Di ruang tunggu, suasana tegang. Maya berulang kali memeriksa map dokumen, sementara Pak Dedi berbicara singkat lewat telepon dengan atasannya. Begitu dipanggil masuk, mereka disambut oleh Kepala Seksi Pidana Khusus yang langsung memutar rekaman itu. Ekspresinya berubah serius.
> “Kalau ini valid, kita bicara soal tindak pidana korupsi dan penyalahgunaan wewenang. Kami akan koordinasi dengan KPK,” ujarnya singkat.
Sore harinya, berita tentang “laporan resmi dugaan kolusi pejabat daerah dan perusahaan beras” mulai muncul di media provinsi. Tak lama, media nasional ikut mengangkat, memicu gelombang komentar publik. Tagar #BongkarKartelBeras kembali naik, kali ini disertai tuntutan agar pemerintah pusat turun tangan.
Di sisi lain, di kantor PT Graha Pangan Nusantara, rapat darurat digelar. Sumber internal yang dihubungi Laras mengatakan suasana kacau: beberapa eksekutif saling menyalahkan, dan ada kabar bahwa Pak Wibowo mulai “mengambil jarak” dari perusahaan untuk menyelamatkan dirinya.
Di Sumberjati, Arga menerima telepon dari seorang pejabat provinsi yang sebelumnya tak pernah menghubungi mereka. Nada suaranya ramah, tapi jelas ada maksud di baliknya.
> “Pak Arga, saya sarankan Bapak tetap tenang. Situasi ini akan segera ditangani. Tidak perlu membuat pernyataan tambahan ke media.”
Arga menutup telepon itu dengan perasaan campur aduk.
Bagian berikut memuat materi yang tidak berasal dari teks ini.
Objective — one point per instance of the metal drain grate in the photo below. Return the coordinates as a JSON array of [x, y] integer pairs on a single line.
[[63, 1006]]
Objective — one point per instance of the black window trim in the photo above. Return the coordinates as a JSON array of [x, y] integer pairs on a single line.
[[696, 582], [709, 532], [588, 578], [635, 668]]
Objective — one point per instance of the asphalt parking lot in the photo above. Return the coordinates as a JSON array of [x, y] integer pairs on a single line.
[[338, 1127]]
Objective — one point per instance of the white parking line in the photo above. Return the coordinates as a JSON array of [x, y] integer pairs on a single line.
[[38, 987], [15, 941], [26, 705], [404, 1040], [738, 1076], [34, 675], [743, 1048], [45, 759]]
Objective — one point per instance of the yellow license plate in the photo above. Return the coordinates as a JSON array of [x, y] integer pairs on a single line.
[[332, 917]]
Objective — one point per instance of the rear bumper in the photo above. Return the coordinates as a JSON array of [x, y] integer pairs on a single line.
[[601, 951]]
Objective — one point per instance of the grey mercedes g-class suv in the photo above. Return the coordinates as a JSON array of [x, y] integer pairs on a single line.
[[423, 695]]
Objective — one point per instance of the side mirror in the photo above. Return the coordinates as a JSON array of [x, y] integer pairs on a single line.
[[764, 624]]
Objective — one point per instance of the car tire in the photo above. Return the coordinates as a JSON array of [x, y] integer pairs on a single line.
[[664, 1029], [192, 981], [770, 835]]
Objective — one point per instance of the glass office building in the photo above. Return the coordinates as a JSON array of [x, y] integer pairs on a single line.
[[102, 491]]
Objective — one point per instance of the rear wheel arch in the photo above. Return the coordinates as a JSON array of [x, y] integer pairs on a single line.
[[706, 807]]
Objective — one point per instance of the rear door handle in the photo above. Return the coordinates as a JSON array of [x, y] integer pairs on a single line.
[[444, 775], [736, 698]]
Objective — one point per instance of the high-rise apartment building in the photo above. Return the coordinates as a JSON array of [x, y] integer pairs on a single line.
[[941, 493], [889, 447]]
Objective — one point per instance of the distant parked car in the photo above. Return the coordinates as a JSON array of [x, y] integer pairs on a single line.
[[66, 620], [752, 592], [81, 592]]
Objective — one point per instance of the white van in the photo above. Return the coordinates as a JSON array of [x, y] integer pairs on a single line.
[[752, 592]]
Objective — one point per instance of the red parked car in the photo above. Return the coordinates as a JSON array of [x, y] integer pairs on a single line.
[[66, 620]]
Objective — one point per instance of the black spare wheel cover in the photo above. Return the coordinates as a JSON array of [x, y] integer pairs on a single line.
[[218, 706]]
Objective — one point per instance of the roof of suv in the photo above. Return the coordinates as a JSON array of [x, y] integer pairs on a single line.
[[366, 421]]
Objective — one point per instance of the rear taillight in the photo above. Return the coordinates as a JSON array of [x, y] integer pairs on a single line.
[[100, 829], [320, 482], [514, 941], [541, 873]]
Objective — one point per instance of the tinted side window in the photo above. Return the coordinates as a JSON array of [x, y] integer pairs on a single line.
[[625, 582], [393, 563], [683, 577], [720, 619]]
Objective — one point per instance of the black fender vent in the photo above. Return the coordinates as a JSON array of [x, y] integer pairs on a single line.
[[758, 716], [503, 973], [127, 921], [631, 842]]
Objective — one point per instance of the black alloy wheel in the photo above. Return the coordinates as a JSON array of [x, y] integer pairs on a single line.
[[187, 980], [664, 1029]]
Ia tahu, ketika pejabat mulai meminta “tenang”, artinya ada kekuatan besar yang sedang bergerak — entah untuk membersihkan masalah, atau justru menutupinya.
Malam itu, di balai desa, warga berkumpul lagi. Sekar membacakan berita terbaru, dan tepuk tangan bergema. Tapi Arga hanya menatap keluar jendela, memikirkan langkah berikutnya. Ia sadar, badai ini sudah membesar hingga ke tingkat provinsi, dan setiap langkah ke depan akan menentukan apakah Sumberjati akan diingat sebagai desa yang berhasil membongkar kartel… atau sebagai korban yang dilupakan begitu saja.